Brazil makes headway in protecting parts of Amazon

July 08, 2010 08:55 pm | Updated December 04, 2021 11:44 pm IST - Washington

A road that crosses the dense Amazon rainforest near Manaus, Brazil. Studies suggest the Amazon may be approaching a tipping point, at which conditions caused by deforestation will transform the humid tropical forest into a giant savanna. File photo

A road that crosses the dense Amazon rainforest near Manaus, Brazil. Studies suggest the Amazon may be approaching a tipping point, at which conditions caused by deforestation will transform the humid tropical forest into a giant savanna. File photo

Researchers have discovered evidence that many of the Brazilian government’s efforts to protect the Amazon are working.

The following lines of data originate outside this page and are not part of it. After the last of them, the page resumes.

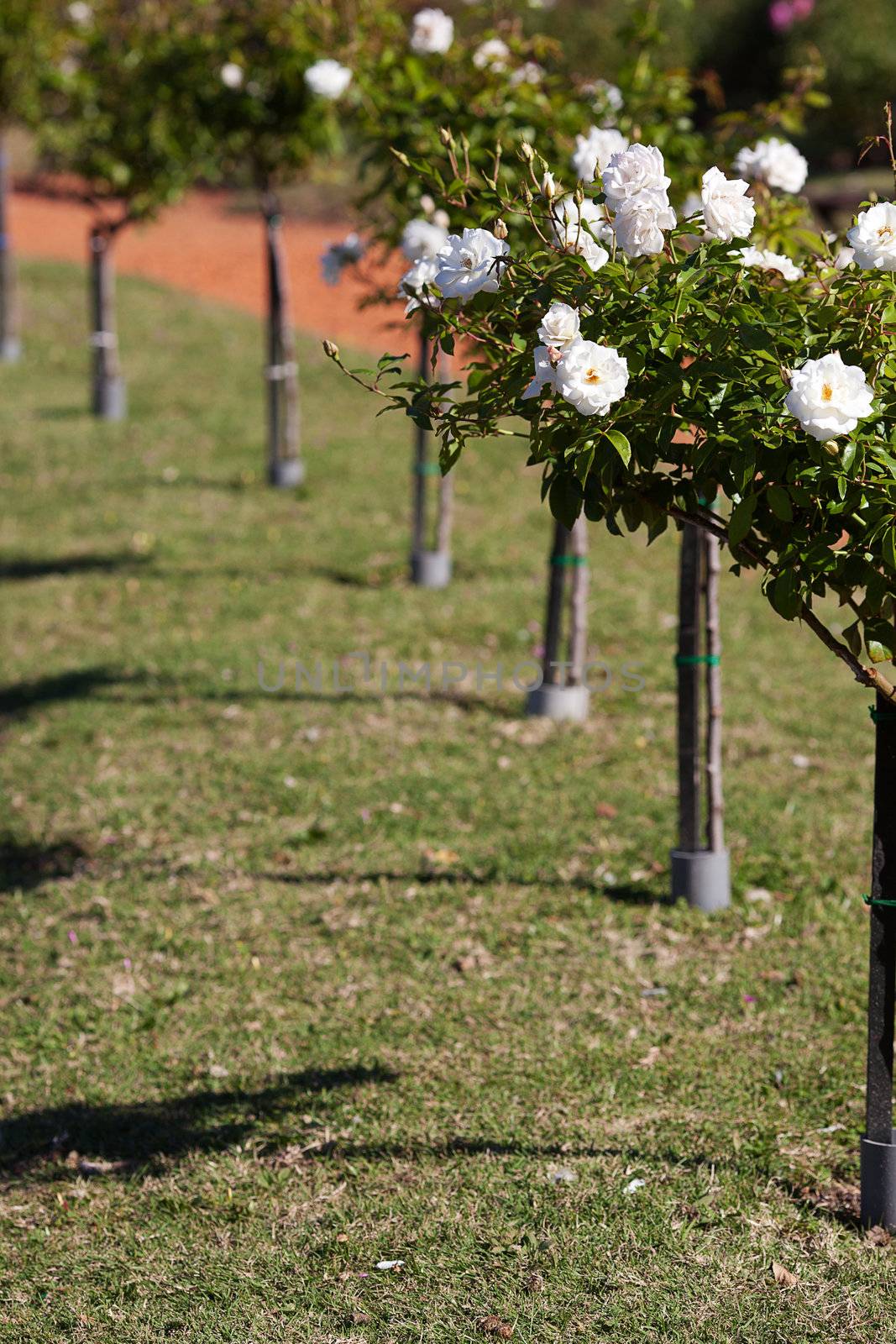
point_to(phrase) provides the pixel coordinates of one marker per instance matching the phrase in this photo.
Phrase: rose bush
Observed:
(683, 367)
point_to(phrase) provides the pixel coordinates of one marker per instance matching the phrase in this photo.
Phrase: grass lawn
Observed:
(297, 983)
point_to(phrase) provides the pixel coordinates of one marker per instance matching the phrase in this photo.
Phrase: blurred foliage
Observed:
(29, 30)
(735, 39)
(114, 109)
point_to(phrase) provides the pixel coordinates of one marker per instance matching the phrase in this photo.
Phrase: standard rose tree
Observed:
(273, 81)
(116, 120)
(705, 390)
(490, 84)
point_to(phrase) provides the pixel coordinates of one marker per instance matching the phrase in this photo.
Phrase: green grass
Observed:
(311, 981)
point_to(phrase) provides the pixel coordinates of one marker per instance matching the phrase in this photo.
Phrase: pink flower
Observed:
(781, 15)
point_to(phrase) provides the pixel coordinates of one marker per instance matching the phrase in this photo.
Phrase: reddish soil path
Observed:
(206, 248)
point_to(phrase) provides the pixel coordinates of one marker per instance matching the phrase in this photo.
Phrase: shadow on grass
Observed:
(466, 703)
(22, 696)
(27, 568)
(26, 864)
(476, 878)
(144, 1135)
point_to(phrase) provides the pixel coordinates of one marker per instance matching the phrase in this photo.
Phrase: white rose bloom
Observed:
(422, 239)
(594, 151)
(580, 230)
(231, 76)
(410, 286)
(469, 264)
(546, 373)
(631, 172)
(432, 33)
(560, 327)
(492, 55)
(775, 163)
(638, 226)
(550, 188)
(873, 239)
(328, 80)
(528, 73)
(829, 396)
(727, 210)
(591, 376)
(765, 260)
(338, 255)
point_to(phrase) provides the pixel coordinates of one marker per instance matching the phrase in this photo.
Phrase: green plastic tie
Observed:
(880, 902)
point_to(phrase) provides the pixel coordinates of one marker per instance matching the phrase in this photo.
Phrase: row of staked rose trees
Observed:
(495, 89)
(136, 102)
(687, 383)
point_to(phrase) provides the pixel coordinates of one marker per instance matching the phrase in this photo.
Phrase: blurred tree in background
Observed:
(118, 121)
(27, 34)
(748, 44)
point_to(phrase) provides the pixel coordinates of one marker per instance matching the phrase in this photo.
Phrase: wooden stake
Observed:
(103, 339)
(284, 430)
(421, 461)
(689, 577)
(882, 974)
(446, 484)
(553, 615)
(578, 651)
(715, 797)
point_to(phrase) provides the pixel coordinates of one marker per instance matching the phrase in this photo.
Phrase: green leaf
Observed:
(779, 503)
(741, 521)
(564, 501)
(621, 444)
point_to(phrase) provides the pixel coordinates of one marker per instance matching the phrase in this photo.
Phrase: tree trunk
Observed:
(107, 387)
(578, 602)
(689, 585)
(284, 430)
(715, 797)
(9, 346)
(421, 461)
(553, 615)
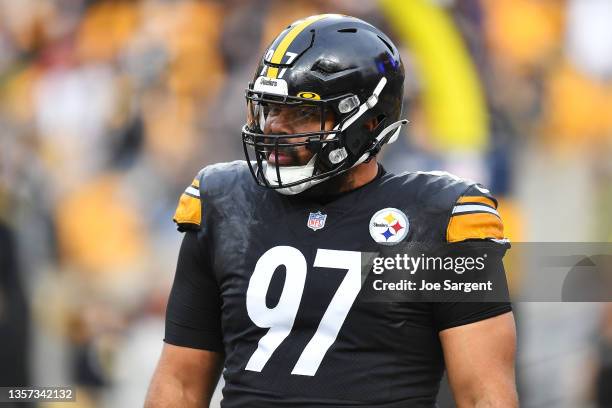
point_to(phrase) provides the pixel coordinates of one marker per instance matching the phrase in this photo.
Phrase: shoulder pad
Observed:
(211, 181)
(474, 216)
(188, 213)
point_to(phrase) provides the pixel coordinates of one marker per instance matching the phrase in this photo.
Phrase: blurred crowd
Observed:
(108, 108)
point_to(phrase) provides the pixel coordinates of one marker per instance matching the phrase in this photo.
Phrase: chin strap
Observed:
(290, 174)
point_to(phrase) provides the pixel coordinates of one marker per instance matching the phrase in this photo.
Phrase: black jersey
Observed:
(275, 283)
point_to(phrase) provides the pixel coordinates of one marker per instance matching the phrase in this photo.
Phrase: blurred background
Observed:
(109, 108)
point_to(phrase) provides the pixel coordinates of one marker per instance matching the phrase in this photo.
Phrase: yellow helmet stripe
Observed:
(280, 51)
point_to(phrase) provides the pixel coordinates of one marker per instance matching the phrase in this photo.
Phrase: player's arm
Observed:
(184, 377)
(480, 362)
(478, 338)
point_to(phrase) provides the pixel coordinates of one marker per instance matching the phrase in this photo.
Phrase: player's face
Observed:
(286, 120)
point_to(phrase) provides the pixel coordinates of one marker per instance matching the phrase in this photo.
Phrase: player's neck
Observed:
(360, 176)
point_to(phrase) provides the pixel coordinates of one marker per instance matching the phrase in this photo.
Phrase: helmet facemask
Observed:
(291, 160)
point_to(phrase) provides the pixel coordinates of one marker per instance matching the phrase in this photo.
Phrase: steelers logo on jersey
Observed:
(389, 226)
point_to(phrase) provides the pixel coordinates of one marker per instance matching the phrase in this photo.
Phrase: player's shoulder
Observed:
(209, 184)
(219, 178)
(470, 211)
(437, 189)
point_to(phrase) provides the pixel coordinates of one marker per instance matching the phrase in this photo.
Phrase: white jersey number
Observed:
(280, 318)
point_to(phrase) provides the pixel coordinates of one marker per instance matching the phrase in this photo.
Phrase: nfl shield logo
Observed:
(316, 220)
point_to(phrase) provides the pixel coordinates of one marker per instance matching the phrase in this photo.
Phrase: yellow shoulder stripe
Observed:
(474, 226)
(188, 211)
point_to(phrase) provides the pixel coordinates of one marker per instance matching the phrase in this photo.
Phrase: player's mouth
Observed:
(281, 159)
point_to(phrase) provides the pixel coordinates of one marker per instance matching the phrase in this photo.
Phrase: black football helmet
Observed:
(323, 65)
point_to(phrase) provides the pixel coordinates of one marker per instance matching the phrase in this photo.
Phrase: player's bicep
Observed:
(184, 377)
(480, 359)
(193, 315)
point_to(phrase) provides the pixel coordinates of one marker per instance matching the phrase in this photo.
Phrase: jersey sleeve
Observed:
(188, 213)
(474, 227)
(193, 315)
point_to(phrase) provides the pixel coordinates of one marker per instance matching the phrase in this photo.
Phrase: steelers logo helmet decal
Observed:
(389, 226)
(308, 95)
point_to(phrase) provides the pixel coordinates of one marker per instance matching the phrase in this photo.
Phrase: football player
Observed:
(268, 287)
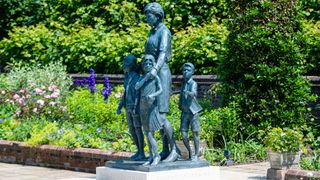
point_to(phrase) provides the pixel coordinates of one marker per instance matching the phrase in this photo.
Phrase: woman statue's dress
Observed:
(159, 44)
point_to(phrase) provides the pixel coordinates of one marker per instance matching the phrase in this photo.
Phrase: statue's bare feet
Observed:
(164, 154)
(156, 160)
(139, 157)
(146, 163)
(195, 158)
(173, 156)
(134, 156)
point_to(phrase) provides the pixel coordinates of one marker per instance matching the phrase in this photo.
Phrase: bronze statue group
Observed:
(147, 95)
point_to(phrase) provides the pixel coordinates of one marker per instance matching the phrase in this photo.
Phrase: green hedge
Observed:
(89, 47)
(263, 65)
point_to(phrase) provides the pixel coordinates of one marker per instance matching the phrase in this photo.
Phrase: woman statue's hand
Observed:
(153, 72)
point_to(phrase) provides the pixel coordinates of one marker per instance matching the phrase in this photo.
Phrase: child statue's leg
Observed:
(196, 140)
(154, 147)
(140, 139)
(186, 142)
(132, 131)
(150, 149)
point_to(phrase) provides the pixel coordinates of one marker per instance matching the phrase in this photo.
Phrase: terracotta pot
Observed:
(184, 151)
(283, 160)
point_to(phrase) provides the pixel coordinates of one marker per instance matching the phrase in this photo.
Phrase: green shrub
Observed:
(311, 46)
(283, 140)
(311, 162)
(247, 151)
(79, 49)
(200, 46)
(262, 67)
(37, 91)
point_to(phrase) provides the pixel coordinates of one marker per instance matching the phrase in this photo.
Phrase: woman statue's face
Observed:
(151, 19)
(147, 65)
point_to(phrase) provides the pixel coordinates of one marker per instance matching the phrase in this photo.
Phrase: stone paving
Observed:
(20, 172)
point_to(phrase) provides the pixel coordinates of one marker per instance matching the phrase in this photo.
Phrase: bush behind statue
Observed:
(263, 66)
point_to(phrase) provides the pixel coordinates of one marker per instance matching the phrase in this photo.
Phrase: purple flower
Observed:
(92, 81)
(106, 91)
(79, 82)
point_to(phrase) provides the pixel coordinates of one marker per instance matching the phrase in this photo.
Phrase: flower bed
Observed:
(78, 159)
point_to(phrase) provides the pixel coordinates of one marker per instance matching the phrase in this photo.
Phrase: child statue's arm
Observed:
(159, 87)
(140, 83)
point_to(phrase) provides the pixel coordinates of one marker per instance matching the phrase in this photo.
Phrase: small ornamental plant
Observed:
(283, 140)
(39, 101)
(90, 83)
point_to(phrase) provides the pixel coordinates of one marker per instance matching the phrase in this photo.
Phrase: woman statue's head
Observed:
(154, 13)
(148, 62)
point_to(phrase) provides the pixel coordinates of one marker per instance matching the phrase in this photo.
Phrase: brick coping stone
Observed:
(295, 174)
(77, 159)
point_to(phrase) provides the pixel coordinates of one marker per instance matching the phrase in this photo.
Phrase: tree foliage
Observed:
(263, 65)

Bob Walker of Michigan State University and two fellow scientists were the first research team to travel a 1,120-km stretch of the Transamazon Highway in the western Amazon basin.

They found massive areas of undisturbed forest in the form of nationally protected areas and indigenous reserves - as well as examples of where the government had halted unofficial road building.

“We were kind of amazed by the number of good stories we saw. The environmental enforcement agencies in Brazil often seem to be doing what they are supposed to do,” said Mr. Walker, a veteran Amazon researcher whose work is funded by the National Science Foundation.

However, in some places, they confirmed the existence of illegal logging and gold-mining operations that threaten further damage to the world’s largest rainforest.

Due to a government crackdown on illegal logging, Mr. Walker suspected loggers were moving such illegal operations westward - deep into the Amazon - but he needed to confirm it.

An estimated 17 percent of the Brazilian rainforest has been destroyed, much of it in the more developed eastern Amazon basin.

In late June, he made the 10-day National Aeronautics and Space administration (NASA) funded study trip along the western Transamazon Highway with Brazilian colleagues Eugenio Arima, assistant professor at Hobart and William Smith Colleges and Ritaumaria Pereira, Michigan State University doctoral candidate.

That section of the highway, from Itaituba to Labrea, is unpaved and uncharted - a wild stretch of jungle that Mr. Walker had assumed was becoming the new logging frontier.

The researchers witnessed fairly sizable logging operations, including sawmills and semi-trucks hauling out sawn wood, according to a Michigan State release.

Many experts believe too much deforestation could trigger a catastrophic change - or tipping point - that will change the Amazon from tropical forest to dry scrubland.